Additionally, AuthenticationResult and SPSession records are otherwise static; they can't change in any other respects, so once serialized they never change. The master record does change any time an address is added, or a sub-record is attached (to maintain the foreign key lists), and the record versioning feature of the StorageService prevents race conditions when updates occur at the same time.
Secondary Index
If all of that sounds horrible, the real fun is implementing a secondary index using the SPSession records to be able to track back to an IdPSession based on an SP name and a custom key. Without SQL semantics, the secondary index is implemented using a simple delimited list of session IDs in a record keyed by the SP name and whatever custom key is appropriate for the session type.
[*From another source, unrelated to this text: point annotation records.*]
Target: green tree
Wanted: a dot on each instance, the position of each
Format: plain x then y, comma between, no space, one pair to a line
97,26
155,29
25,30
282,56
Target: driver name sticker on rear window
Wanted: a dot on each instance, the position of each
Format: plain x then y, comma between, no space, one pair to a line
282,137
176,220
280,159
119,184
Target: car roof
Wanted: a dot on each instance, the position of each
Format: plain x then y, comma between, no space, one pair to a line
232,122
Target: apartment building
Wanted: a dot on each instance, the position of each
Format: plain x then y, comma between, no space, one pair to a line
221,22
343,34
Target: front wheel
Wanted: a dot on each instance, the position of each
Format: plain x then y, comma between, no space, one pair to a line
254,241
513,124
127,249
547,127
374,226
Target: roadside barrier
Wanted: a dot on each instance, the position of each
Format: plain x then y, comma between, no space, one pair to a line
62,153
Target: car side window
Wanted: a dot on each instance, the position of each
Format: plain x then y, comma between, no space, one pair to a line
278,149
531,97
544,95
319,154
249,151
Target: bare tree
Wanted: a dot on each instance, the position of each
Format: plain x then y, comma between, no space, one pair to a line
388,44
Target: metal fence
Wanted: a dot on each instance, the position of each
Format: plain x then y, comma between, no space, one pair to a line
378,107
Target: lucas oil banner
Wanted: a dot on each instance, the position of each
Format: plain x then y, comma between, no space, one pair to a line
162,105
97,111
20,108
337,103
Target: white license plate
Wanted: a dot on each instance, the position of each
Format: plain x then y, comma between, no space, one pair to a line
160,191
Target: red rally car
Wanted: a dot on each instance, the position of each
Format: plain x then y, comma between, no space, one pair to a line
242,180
This is implementation-specific, but in SAML 2 is probably going to be a truncation of the NameID value. It doesn't have to be unique because we're storing a list of sessions in the record, not just one, and we can independently validate which sessions really "match" in other ways.
The index is maintained by a read followed by a create or update to maintain the session ID list in the record. This is guarded using the versioning support, again, to prevent races and maintain coherent data.
Another "trick" is that the expiration of the record is based on the expiration of the SPSession record being indexed on. This ensures that the index record survives at least as long as every SPSession that may trigger a lookup.
The one warning is that this very low-tech solution breaks under load testing scenarios, because that tends to generate a huge number of sessions with the same SP name and custom key, whereas under normal use you never see significant numbers that are identical. With such a large number, reading and writing the list of sessions becomes inefficient. The same problem has been observed with the Shibboleth SP for the same reason. In practice it doesn't matter, one simply disables this secondary indexing when load testing.
Following along with the example above, the secondary records created might be:
Context | Key | Value | Expiration |
---|---|---|---|
https://sp.example.org/shibboleth | <NameID value> | <session ID> | SP session expiration + offset |
https://sp2.example.org/shibboleth | <NameID value> | <session ID> | SP session expiration + offset |